L'histoire est racontée à la première personne par Lucy Carlyle, une jeune fille énergique et brillante. C'est un personnage avec lequel nous sommes immédiatement en confiance. Elle n'a pas les deux pieds dans le même sabot et sait ce qu'elle fait. À côté de Lucy nous retrouvons Anthony Lockwood, le directeur de l'agence (à peine plus âgée que notre héroïne) qui fait preuve d'un flegme britannique dans absolument toutes les situations! Pour compléter ce trio, George fait figure de rat de bibliothèque débraillé mais compétent. Trois personnages très différents, suffisamment différents pour que les lecteurs puissent s'identifier à l'un ou à l'autre et ça, c'est une caractéristique qui m'a beaucoup plu.

Depuis que je suis librairie, j'ai pris d'avantage conscience des problèmes d'identifications dans les romans, à savoir: l'héroïne est une fille donc c'est pour les filles, le héros est un garçon = c'est pour les garçon. Premièrement, c'est une idée qui m'insupporte au plus au point. En quoi cela est-il pertinent? En tant que femme, je lis des romans dont les héros sont des hommes et je n'ai pas de problème à apprécier ma lecture. En quoi de petites filles seraient incapables de faire pareil? Pareillement, pourquoi un petit garçon ne pourrait pas lire de romans dont l'héroïne serait une fille? C'est tout de même se priver de nombreux très bons romans pour des raisons fumeuses. Le rapport avec L'agence Lockwood me direz-vous? Le fait est qu'ici, Jonathan Stroud choisi trois héros et leur donne une certaine neutralité, ce qui permet d'être un excellent livre pour TOUS les enfants. Et ça me repose!

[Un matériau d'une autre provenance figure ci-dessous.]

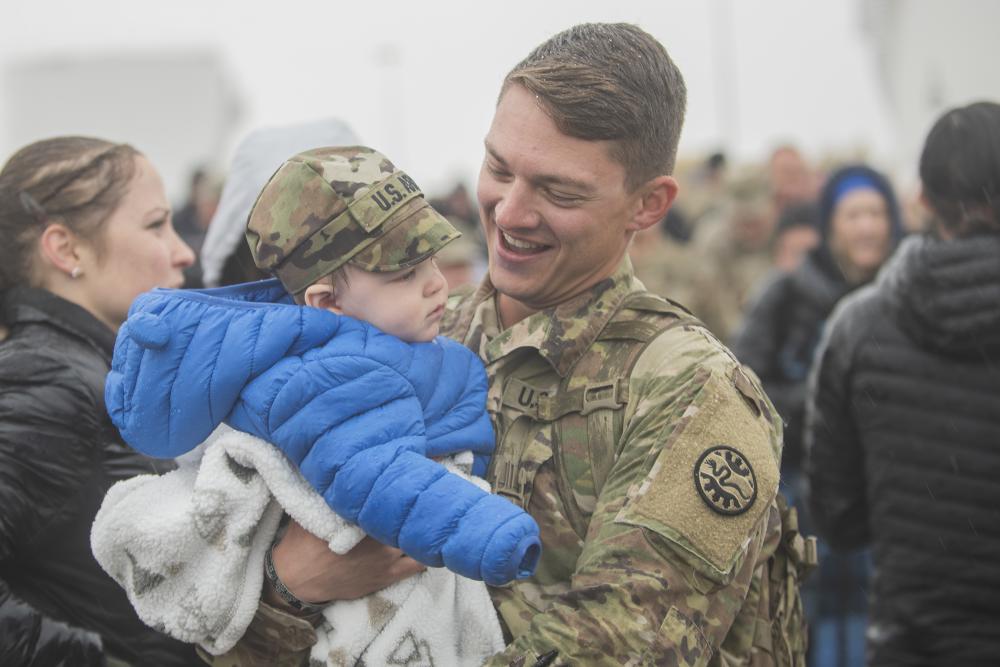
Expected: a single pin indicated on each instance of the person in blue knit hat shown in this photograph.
(355, 390)
(859, 225)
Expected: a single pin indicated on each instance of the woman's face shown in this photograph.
(136, 250)
(860, 234)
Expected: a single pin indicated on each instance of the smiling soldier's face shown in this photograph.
(555, 209)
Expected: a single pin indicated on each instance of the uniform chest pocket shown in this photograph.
(523, 451)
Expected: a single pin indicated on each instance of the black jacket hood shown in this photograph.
(946, 294)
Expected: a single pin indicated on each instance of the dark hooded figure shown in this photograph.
(903, 420)
(859, 225)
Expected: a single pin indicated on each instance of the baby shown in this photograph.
(357, 410)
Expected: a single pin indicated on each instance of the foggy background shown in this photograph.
(183, 81)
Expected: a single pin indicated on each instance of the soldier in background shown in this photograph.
(647, 455)
(733, 251)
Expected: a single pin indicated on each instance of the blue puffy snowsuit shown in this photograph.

L'intrigue en elle-même reprend à la fois les codes du roman d'horreur, avec les apparitions de fantômes, les cadavres planqués un peu partout, mais aussi les codes du roman policier car nos trois agents recherchent activement le meurtrier d'une jeune fille. Comme d'habitude avec Stroud, l'intrigue est bien maîtrisée, gérée comme il faut du début à la fin avec ce qu'il faut de fausse piste pour donner de bons retournements de situation. Même si j'avais compris assez vite qui était l'assassin, l'intrigue était très agréable à suivre et les personnages prennent de plus en plus d'ampleur au fur et à mesure que le roman avance. Jonathan Stroud joue de la peur des fantômes mais le roman n'est pas non plus effrayant. Il fait peur, un peu, mais pas trop.

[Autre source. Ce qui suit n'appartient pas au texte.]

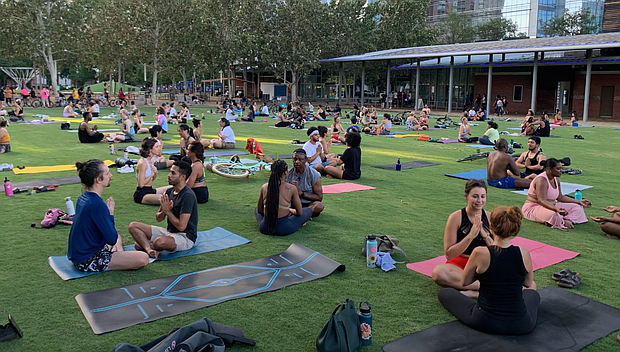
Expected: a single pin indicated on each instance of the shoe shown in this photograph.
(126, 169)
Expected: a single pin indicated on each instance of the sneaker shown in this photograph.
(126, 169)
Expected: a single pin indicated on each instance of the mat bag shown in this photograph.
(385, 244)
(200, 336)
(342, 332)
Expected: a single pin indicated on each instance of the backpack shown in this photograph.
(51, 217)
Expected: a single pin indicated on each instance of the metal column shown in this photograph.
(586, 95)
(362, 85)
(534, 83)
(417, 85)
(451, 87)
(489, 83)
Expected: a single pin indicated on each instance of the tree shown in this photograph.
(52, 26)
(578, 22)
(456, 27)
(497, 29)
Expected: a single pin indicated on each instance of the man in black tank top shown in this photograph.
(531, 159)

L'agence Lockwood, tome 1, est encore une fois un très bon cru de l'auteur qui sait se renouveler après Bartimeus. Ce sont deux séries très différentes même si elles partagent des caractéristiques communes intéressantes. C'est un roman que je recommande chaudement, un très bon moment de lecture. Quant à moi, j'ai déjà récupéré la suite (disponible en anglais). Je vous en reparle plus tard!